Perl regexes currently don't provide a reasonable way to extract or modify a complete parse tree from a recursive regex match. In other words, because the independent subpatterns in your
(?(DEFINE)...) block don't keep the substrings they capture, it's extremely difficult to extract that hierarchical information and convert it to something else using substitutions involving vanilla recursive regexes. Basically, all you can do is match the regex and extract the entire match as a single string...or at best, extract just the top-level components.
If you want to do something more sophisticated than that using regexes, you need the extra features provided by the Regexp::Grammars module. Have a look at the distribution's demo/ subdirectory for some examples of parsing and then manipulating arithmetic expressions (in particular: the various demo_calc*.pl files).

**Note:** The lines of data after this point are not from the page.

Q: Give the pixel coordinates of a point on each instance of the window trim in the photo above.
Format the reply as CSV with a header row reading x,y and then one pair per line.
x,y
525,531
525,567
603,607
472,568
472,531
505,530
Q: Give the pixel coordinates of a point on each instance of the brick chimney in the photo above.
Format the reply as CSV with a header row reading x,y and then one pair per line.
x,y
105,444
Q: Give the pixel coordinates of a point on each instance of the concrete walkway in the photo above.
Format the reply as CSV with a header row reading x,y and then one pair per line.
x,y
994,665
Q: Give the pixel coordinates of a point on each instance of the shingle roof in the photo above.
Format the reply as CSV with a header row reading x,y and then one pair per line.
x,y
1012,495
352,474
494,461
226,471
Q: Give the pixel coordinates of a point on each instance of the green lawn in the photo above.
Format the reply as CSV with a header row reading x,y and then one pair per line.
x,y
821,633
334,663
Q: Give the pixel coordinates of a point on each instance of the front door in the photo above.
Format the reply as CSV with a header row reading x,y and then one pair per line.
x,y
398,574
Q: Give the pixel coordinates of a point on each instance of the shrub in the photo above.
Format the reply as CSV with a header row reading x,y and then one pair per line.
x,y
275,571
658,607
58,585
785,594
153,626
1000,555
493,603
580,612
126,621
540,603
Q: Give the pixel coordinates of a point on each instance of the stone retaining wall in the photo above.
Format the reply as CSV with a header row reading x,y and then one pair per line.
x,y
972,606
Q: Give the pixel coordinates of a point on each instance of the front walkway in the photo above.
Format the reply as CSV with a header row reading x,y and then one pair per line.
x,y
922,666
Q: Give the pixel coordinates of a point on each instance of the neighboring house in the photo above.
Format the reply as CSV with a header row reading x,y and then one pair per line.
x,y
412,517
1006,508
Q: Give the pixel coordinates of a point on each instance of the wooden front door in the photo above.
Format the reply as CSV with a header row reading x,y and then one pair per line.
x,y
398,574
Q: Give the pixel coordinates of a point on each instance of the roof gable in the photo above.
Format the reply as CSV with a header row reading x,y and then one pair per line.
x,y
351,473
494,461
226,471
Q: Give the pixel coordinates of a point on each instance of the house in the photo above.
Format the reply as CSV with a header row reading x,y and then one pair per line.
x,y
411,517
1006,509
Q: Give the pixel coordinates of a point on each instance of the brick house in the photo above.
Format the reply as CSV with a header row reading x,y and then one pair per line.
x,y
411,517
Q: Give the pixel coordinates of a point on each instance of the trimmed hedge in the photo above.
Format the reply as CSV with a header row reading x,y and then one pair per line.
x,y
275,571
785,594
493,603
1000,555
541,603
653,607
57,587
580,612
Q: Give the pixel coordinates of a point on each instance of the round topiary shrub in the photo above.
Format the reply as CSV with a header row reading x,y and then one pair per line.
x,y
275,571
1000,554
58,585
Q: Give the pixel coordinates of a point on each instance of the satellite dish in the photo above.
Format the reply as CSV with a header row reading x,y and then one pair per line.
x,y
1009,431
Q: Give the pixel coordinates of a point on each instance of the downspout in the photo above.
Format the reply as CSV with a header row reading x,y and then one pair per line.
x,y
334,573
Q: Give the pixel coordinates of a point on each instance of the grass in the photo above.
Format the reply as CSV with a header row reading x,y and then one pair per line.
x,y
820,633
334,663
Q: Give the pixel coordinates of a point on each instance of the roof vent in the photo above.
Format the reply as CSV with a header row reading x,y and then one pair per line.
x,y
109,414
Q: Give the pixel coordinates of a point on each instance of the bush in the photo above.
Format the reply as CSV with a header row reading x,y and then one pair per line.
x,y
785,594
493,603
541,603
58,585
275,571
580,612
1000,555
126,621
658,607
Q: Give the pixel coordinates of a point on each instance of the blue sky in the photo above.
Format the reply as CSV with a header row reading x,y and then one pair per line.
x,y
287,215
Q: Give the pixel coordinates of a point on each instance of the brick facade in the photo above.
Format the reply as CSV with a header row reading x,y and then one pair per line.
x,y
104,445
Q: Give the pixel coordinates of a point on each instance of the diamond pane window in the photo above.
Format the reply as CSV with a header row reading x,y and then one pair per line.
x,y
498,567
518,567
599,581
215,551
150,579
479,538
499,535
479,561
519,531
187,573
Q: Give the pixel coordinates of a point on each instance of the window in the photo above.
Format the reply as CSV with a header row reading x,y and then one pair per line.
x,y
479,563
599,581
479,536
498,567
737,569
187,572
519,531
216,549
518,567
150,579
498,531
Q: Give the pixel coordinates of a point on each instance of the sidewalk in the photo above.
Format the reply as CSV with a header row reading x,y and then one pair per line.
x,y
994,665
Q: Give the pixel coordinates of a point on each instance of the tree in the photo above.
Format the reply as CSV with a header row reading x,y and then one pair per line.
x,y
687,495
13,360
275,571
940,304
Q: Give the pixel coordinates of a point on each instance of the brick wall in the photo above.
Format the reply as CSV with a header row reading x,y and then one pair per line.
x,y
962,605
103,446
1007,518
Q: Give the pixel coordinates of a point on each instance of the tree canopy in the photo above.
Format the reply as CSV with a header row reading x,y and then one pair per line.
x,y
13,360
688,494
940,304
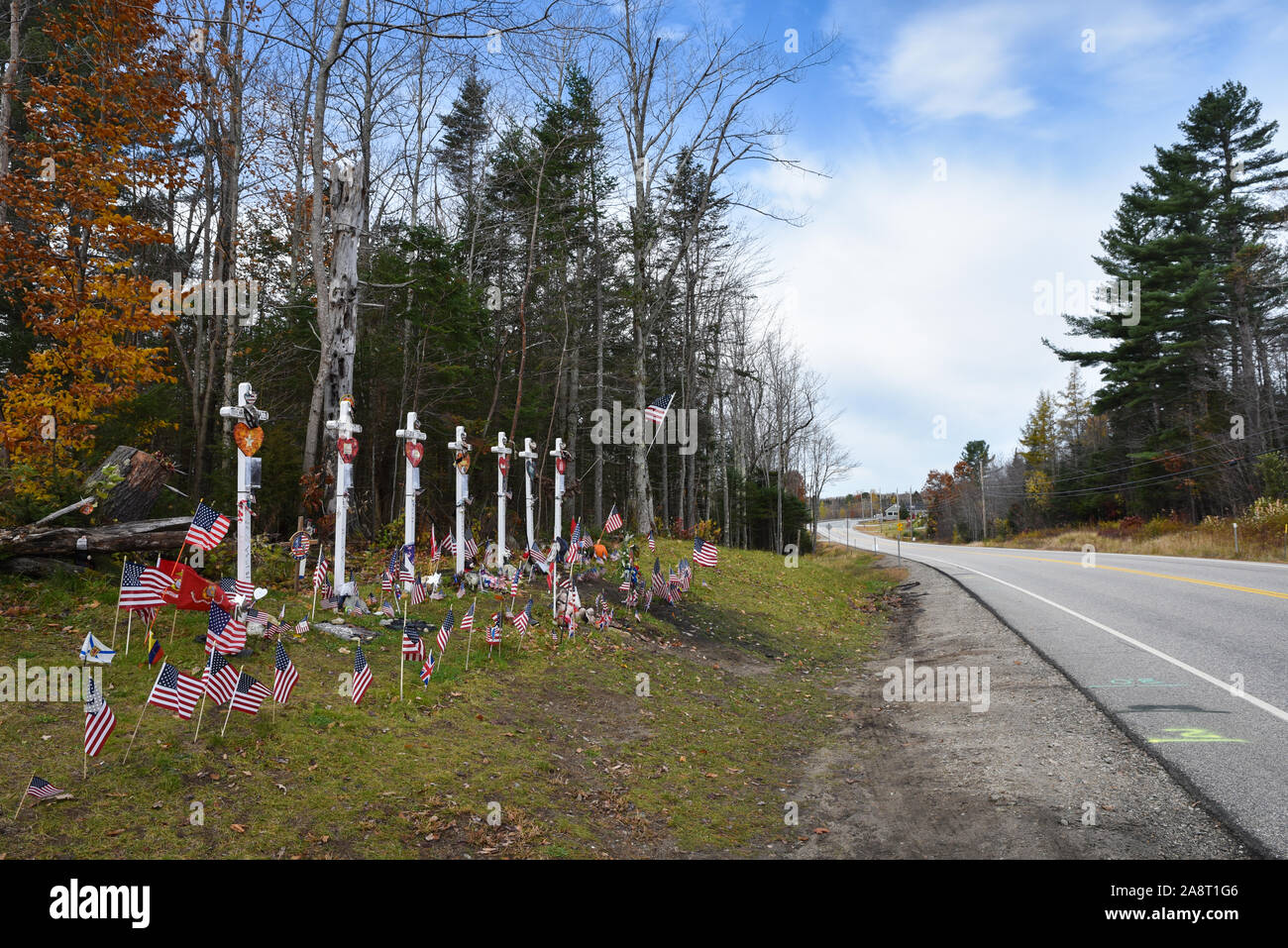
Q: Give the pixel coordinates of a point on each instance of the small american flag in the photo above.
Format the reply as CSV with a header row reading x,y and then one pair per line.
x,y
283,675
524,618
219,679
361,675
175,690
99,720
142,586
657,408
446,631
207,528
42,789
250,694
704,553
224,633
413,646
658,579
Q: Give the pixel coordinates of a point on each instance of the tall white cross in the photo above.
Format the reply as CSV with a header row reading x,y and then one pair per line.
x,y
559,479
462,496
344,429
528,456
412,436
502,463
245,399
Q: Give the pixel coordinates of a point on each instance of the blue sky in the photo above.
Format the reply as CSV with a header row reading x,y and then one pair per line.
x,y
915,296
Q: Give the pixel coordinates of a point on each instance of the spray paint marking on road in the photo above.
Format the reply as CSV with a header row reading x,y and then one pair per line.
x,y
1211,679
1194,736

And, yes, it's unfortunate that Perl now has the equivalent of full grammar-based matching, without any facility for extracting useful information from such matches. I know that Damian Conway and Nicholas Clark were discussing that very limitation (and what might possibly be done about it in a future version of Perl) at YAPC::EU a few weeks ago, so maybe Perl will eventually get a native implementation of that missing feature as well.
But in the meantime, have a look at Regexp::Grammars (or Marpa or Parse::Yapp). Perl 5 regexes aren't (yet) full grammars and that seems to be what you want here. Any of those modules can give you that, and Regexp::Grammars can give it to you in (decidedly non-vanilla) regexes.